Cinsel Tacizin İspatı


          Bilindiği gibi, cinsel tacizin ispatı oldukça zordur. Cinsel taciz durumunda mağdurun yapması gereken ilk şey varsa bir şahitle beraber polise durumu bildirmektir. Şahit yoksa bile mağdur tek başına polise durumu bildirebilir, şikayette bulunabilir.

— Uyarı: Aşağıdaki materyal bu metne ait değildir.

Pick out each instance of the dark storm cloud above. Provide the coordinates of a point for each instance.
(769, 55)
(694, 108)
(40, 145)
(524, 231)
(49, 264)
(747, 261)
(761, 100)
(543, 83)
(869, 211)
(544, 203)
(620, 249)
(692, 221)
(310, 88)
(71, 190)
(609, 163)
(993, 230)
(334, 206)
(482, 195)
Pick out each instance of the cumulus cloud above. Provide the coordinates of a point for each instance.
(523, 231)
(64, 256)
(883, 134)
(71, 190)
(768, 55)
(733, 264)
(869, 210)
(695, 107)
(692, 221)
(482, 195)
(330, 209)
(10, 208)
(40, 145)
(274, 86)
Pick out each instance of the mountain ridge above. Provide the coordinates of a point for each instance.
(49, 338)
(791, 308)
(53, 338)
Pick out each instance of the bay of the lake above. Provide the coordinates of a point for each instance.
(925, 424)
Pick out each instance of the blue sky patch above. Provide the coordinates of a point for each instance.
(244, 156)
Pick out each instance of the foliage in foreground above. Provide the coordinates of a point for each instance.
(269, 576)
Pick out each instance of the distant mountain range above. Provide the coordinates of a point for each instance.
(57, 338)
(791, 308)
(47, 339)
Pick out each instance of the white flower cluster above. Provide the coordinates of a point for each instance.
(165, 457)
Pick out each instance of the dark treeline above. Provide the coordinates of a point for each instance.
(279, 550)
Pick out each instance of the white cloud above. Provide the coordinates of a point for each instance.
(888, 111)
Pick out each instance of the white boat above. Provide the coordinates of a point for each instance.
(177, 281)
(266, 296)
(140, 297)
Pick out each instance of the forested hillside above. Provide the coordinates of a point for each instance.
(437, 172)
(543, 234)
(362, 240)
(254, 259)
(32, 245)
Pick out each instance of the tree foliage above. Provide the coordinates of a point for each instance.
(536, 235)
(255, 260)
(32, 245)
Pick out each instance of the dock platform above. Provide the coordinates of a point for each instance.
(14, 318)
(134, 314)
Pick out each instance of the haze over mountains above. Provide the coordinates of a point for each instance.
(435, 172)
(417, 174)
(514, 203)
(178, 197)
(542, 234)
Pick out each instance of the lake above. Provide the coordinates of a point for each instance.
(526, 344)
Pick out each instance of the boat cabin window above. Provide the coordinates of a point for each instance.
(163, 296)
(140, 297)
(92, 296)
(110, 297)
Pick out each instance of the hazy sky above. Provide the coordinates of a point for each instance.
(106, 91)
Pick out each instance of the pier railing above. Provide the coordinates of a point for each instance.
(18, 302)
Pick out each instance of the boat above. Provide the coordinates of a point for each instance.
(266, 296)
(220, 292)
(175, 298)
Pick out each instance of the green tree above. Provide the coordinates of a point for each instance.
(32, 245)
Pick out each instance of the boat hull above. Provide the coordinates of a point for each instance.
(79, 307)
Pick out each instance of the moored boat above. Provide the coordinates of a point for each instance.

Cinsel Taciz Suçu Zamanaşımı

    
           Öncelikle, cinsel taciz suçunun soruşturulması ve kovuşturulması şikayete bağlıdır. Yani mağdur şikayette bulunmazsa soruşturma ve kovuşturma yapılamayacağı gibi mağdur 6 ay içerisinde şikayette bulunmazsa zamanaşımı söz konusu olur ve yine soruşturma ve kovuşturma yapılamaz. Yani cinsel taciz suçu zamanaşımı 6 aydır. Buna ek olarak, cinsel taciz suçunun zamanaşımı olan 6 aylık süre mağdurun failin kim olduğunu ve fiili öğrendiği gün başlar. Ayrıca, şikayete hakkı olan kişilerden birisi cinsel taciz suçunun zamanaşımı olan 6 aylık süreyi geçirirse şikayete hakkı olan diğer kişilerin hakları düşmez. Buna ek olarak, mağdurun vazgeçmesi davayı kesin olarak düşürür, ancak, hüküm verildikten sonra vazgeçilmesi durumunda ceza infaz edilir. Yani fail cinsel taciz sebebiyle herhangi bir cezaya mahkum olursa ve hüküm kesinleşirse sonrasında mağdurun vazgeçmesi bile cezaya engel olmaz. Bununla beraber, bu noktada dikkat edilmesi gereken bir diğer husus, iştirak halinde bir cinsel taciz durumunda mağdurun sanıklardan biri hakkındaki şikayetini geri çekmesi diğer sanıkları da kapsar. Yani birden fazla kişinin aynı anda tacizine maruz kalmış bir kişi bu suçu işlemiş olan faillerden biri hakkında şikayetinden vazgeçerse diğer sanıklar hakkındaki şikayet te düşmüş sayılır.